# New Wax



## EmmaZr (Jul 26, 2012)

Hi, Im after trying a new wax on my clio sport, It is in titanium silver. 

Ive been doing a lot of searching and there is just to many products out there once I think ive decided I find another one, I have been used megs tech wax 2.0, I would quite like to try a harder wax as that one was a liquid wax.

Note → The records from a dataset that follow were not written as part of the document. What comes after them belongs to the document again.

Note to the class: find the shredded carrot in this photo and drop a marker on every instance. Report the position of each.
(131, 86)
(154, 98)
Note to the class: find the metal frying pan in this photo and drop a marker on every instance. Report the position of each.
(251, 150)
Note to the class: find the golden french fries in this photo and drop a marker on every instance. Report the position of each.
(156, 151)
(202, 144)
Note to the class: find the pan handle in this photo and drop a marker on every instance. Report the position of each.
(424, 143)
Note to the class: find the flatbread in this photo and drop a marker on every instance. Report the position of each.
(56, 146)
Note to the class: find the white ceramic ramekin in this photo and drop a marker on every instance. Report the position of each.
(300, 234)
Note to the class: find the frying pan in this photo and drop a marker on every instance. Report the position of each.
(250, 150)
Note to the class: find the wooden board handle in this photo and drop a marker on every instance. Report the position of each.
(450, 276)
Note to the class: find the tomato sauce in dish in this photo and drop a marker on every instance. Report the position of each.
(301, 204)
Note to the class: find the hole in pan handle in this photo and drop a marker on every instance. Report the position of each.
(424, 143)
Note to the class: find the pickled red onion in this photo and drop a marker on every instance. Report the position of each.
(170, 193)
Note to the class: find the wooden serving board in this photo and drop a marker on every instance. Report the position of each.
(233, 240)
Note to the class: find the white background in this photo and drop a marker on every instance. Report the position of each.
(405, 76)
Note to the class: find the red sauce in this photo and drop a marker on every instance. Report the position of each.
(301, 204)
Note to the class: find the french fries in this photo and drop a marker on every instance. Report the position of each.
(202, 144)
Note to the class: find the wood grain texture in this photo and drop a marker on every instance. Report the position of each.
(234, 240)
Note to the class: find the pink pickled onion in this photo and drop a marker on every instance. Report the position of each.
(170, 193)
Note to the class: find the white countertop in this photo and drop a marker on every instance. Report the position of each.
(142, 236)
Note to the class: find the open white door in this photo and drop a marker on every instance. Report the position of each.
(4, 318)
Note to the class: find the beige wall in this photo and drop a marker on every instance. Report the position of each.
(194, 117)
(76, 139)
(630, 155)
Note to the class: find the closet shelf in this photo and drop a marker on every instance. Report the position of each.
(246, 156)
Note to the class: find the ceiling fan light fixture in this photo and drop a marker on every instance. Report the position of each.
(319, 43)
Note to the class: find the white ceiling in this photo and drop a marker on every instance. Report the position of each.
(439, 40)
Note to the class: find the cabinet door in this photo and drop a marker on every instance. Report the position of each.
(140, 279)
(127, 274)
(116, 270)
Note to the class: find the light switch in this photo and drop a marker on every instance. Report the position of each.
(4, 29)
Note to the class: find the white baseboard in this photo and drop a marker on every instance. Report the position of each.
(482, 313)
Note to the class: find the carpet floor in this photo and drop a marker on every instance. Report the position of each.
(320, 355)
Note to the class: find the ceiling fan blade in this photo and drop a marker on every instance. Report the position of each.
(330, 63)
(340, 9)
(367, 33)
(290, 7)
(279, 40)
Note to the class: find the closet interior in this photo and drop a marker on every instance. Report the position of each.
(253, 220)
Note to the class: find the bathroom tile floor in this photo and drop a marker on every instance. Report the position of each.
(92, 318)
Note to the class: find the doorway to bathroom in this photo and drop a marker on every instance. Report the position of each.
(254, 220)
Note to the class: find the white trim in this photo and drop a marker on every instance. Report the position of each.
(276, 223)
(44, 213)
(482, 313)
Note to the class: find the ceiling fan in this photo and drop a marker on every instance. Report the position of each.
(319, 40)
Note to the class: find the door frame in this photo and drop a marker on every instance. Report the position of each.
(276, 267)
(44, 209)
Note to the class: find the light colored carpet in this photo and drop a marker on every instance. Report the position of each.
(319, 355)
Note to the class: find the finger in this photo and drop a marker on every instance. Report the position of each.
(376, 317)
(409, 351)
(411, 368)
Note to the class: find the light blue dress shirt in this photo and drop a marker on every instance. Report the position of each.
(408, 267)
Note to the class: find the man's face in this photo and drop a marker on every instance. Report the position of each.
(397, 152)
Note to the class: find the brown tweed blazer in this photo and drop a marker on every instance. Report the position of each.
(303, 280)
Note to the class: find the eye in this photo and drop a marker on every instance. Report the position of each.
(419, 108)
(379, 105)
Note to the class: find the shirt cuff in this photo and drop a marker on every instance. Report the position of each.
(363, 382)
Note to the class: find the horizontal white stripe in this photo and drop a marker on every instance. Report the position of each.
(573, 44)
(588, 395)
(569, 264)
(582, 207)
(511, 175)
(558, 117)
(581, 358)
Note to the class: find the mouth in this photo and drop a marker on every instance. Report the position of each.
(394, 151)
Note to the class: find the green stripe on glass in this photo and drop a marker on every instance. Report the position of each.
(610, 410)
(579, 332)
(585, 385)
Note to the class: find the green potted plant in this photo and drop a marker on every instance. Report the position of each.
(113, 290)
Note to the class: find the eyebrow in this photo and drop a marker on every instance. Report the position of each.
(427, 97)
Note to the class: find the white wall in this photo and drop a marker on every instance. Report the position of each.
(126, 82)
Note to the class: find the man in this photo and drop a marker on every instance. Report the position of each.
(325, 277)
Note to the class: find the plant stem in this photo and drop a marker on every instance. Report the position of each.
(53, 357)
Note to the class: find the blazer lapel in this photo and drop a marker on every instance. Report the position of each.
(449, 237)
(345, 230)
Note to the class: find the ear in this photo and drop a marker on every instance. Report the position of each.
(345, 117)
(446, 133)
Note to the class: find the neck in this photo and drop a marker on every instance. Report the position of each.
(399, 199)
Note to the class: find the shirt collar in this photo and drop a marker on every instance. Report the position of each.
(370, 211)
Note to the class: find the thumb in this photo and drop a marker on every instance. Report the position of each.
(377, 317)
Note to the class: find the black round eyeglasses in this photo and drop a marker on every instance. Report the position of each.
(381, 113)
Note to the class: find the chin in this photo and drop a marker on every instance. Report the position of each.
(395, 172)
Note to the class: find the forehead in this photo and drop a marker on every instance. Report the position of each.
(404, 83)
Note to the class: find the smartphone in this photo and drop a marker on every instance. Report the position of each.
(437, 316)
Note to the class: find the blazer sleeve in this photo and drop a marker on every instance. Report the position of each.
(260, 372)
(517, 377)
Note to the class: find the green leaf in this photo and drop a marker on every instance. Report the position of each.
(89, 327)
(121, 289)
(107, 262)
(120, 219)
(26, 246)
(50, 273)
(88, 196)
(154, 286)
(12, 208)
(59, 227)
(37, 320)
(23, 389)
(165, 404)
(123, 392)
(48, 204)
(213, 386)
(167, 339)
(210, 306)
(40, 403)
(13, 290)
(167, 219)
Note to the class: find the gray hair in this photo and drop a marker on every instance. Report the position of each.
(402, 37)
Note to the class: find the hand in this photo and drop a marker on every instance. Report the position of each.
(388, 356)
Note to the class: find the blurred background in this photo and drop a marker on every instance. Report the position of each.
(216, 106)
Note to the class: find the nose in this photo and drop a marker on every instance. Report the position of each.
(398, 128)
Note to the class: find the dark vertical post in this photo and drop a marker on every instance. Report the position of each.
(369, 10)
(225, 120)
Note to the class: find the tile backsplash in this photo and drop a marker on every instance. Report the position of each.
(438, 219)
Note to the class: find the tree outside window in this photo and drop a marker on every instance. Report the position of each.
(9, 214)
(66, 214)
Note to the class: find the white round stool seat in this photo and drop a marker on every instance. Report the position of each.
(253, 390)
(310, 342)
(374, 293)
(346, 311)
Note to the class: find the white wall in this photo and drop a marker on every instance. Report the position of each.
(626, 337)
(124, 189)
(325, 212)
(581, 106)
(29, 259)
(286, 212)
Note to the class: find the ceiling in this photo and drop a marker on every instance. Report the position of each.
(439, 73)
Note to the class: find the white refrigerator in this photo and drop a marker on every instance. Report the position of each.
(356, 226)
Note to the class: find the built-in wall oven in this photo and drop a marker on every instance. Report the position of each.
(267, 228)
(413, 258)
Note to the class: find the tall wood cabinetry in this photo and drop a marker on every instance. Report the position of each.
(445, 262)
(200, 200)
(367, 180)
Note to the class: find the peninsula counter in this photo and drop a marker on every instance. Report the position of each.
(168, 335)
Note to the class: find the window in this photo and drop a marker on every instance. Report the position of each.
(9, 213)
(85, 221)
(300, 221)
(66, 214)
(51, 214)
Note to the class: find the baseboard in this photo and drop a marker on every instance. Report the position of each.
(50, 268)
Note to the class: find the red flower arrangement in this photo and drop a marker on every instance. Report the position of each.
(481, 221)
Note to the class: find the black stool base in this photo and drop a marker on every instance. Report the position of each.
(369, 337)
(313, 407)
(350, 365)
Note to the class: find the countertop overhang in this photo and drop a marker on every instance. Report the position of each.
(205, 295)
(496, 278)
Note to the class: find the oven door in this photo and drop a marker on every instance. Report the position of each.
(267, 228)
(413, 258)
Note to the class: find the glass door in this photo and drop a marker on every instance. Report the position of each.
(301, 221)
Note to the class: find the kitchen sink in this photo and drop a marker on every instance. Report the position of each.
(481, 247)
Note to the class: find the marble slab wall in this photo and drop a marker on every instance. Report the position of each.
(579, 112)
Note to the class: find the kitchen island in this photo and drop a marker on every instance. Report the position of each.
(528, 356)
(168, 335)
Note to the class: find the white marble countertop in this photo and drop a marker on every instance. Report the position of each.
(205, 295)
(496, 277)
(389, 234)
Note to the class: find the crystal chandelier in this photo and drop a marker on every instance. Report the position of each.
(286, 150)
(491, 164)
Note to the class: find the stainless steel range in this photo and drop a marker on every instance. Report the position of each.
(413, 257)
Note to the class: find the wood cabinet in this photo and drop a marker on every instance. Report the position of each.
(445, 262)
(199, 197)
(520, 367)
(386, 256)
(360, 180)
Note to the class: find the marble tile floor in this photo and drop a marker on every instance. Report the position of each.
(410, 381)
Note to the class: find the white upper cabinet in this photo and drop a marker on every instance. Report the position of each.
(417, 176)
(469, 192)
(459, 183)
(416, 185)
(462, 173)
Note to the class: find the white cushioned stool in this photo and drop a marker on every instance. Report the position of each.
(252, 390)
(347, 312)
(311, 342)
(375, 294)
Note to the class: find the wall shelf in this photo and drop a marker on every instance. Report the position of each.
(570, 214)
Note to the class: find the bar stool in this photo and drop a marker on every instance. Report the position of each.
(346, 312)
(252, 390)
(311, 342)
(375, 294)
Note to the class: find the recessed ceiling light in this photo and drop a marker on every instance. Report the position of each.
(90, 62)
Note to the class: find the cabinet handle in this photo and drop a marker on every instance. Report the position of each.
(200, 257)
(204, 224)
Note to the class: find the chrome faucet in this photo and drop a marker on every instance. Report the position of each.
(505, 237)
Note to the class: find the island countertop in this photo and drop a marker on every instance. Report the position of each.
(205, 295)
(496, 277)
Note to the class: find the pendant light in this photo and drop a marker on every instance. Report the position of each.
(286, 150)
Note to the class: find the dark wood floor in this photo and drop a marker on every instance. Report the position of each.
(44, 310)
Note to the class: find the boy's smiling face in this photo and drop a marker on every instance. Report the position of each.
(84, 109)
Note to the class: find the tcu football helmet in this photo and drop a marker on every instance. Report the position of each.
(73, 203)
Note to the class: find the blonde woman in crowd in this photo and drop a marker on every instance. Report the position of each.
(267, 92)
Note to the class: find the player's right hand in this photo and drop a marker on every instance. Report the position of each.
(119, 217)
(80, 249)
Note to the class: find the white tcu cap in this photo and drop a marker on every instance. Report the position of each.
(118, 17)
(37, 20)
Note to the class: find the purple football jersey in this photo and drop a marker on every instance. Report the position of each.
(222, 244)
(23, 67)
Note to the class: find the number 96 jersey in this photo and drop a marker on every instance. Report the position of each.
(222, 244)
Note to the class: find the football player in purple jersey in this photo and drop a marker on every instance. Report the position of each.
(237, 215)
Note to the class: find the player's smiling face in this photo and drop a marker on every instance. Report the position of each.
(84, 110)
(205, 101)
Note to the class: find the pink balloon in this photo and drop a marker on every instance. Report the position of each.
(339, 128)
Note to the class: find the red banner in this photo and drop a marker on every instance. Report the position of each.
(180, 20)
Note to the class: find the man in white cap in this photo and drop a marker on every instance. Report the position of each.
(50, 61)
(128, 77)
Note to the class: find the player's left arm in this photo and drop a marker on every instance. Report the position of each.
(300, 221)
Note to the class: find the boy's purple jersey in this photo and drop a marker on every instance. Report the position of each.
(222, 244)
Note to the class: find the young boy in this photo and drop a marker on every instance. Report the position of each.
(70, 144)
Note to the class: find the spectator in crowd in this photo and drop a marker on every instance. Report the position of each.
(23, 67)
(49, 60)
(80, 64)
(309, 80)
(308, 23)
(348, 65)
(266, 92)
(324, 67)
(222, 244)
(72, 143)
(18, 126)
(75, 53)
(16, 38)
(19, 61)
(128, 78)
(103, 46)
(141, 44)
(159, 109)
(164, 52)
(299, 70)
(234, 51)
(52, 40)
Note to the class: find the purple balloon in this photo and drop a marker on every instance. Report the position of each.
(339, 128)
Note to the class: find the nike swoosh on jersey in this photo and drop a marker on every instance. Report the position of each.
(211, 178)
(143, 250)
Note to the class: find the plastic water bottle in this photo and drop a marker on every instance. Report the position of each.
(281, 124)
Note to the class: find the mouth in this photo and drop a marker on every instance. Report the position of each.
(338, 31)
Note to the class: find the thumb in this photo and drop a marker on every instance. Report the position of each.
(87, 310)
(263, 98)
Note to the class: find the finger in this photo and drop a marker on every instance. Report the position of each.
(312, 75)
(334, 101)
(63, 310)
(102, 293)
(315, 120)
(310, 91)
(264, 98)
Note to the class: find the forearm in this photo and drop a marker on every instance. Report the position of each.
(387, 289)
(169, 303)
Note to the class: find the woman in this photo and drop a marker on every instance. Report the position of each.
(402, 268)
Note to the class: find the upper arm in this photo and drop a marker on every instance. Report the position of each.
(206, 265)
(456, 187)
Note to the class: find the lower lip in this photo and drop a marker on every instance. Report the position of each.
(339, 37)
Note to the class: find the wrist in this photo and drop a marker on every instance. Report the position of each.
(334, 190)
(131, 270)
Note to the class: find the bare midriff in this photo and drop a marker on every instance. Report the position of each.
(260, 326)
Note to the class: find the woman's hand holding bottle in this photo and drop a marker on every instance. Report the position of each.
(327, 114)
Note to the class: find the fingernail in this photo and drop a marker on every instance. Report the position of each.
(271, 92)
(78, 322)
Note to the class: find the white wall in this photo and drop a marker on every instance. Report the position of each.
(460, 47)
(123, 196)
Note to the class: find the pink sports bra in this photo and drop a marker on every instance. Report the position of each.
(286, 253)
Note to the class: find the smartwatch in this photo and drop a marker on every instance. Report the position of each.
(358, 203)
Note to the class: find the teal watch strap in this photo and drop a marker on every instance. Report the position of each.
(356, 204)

Anyone got any recommendations? 

I had been looking at Dodo Juice Diamond White also Auto Finesse Illusion, Dodo juice Hard candy and Dodo juice rainforest rub, 

Thanks
Emma


----------



## horned yo (Feb 10, 2009)

Bilt Hammer Finis wax is bloody brilliant


----------



## DJ X-Ray (Sep 2, 2012)

Vics Concours


----------



## EmmaZr (Jul 26, 2012)

DJ X-Ray said:


> Vics Concours


Is that ok for a silver car tho?


----------



## horned yo (Feb 10, 2009)

all waxes suit any colour


----------



## sm81 (May 14, 2011)

horned yo said:


> Bilt Hammer Finis wax is bloody brilliant


So true....:thumb:


----------



## Goodylax (Apr 21, 2013)

The Hard Candy would be nice but I do love Diamond White on silver!!
If you feel like spending the extra loot, check out Bouners vanilla ice or sherbet fizz too!
:thumb:


----------



## Yellow Dave (Apr 5, 2011)

DJ X-Ray said:


> Vics Concours


on silvers, light and high metallics Vics collectors (yellow) works much better with the same ease of use, durability and water behaviour

Have a look on the CS forum as this has been discussed recently. B22 works well.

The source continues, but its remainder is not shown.